By Nick Assinder
Political correspondent, BBC News website
The joke already doing the rounds in Westminster concerning Quentin Davies' defection to Labour is that he is a bit too left-wing for Gordon Brown.
Mr Davies has been critical of recent Tory policies
Mr Davies is well known for his leftish views. He is what was once called a "wet" in Margaret Thatcher's days, particularly over Europe.
He was a great supporter of pro-European Tory leadership candidate Kenneth Clarke and has regularly criticised aspects of his party's policies.
He recently disagreed with Tory ideas for a flat tax rate and that led to a put-down from shadow chancellor George Osborne which summed up Mr Davies' relationship with the party.

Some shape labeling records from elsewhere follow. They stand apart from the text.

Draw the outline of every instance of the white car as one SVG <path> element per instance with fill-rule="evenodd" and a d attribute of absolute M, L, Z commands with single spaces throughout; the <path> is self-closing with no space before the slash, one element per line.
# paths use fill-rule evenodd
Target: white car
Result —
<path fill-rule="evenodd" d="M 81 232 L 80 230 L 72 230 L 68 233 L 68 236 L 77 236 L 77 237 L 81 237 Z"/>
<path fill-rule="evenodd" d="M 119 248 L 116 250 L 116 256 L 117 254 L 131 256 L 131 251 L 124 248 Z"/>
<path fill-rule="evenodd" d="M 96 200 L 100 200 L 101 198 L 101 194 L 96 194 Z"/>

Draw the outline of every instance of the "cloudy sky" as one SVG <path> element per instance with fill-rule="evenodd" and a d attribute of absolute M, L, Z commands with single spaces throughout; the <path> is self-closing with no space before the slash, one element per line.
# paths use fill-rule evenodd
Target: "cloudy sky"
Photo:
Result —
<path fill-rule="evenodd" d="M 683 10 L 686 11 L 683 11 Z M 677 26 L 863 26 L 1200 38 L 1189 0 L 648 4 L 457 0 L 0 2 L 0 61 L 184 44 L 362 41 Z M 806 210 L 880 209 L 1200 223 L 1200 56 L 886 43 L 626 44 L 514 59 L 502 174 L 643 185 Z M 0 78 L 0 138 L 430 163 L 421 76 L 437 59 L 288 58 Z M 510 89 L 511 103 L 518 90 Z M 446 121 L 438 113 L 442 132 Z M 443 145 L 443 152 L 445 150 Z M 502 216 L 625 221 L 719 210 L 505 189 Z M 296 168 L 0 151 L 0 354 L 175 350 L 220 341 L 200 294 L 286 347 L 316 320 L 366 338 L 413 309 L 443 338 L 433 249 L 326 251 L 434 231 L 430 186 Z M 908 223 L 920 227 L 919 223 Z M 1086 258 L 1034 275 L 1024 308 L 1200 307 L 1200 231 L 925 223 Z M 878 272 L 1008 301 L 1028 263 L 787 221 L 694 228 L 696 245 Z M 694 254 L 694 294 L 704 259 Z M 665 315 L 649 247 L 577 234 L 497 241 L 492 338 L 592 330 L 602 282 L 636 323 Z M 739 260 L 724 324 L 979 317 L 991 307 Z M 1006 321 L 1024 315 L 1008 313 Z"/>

"Well, I'm afraid to say I actually disagree with almost everything Quentin Davies has ever said. I often find myself on the wrong side of the argument with him, even though we're both Conservative MPs," said Mr Osborne.
He has long been considered by some in Westminster as the man most likely to defect to either Labour or the Liberal Democrats.
None the less, a defection is never something a political party welcomes.
It has clearly been well planned to come just as Gordon Brown is taking over as prime minister and looking for ways of hitting the Tories.
The fact Mr Davies has gone claiming Mr Cameron appears not to believe in anything will maximise any embarrassment felt by the Tories.
He has hit on just the criticisms that have been aimed at Mr Cameron, usually from the more traditionalist wing of the party.
Some in the party may actually claim they are pleased to have a potential irritant out of their ranks.
Martin Hill, the Tory leader of Lincolnshire County Council, has not minced his words, saying: "I think it's a slap in the face for all of those people who supported and went round for him.
"I feel very strongly. I don't approve of politicians who stand under one flag and then change to another flag for their own convenience. It is an act of treachery and betrayal, frankly"
Mr Davies is seen as a straightforward and decent politician, although it seems his frontbench career is now over.
But Mr Brown will see it as a feather in his cap to have brought over a defector even before he has officially become prime minister.
He has regularly spoken of his wish to reach out beyond tribal politics to all the talents, and this will help give weight to that ambition.
Whether he will give Mr Davies any sort of official role is not known, although the Labour Party is not normally over-friendly to former Tories, no matter how repentant they are.
What the defection amounts to is another blow to David Cameron, although a small one and a nice bit of early PR for the Brown premiership.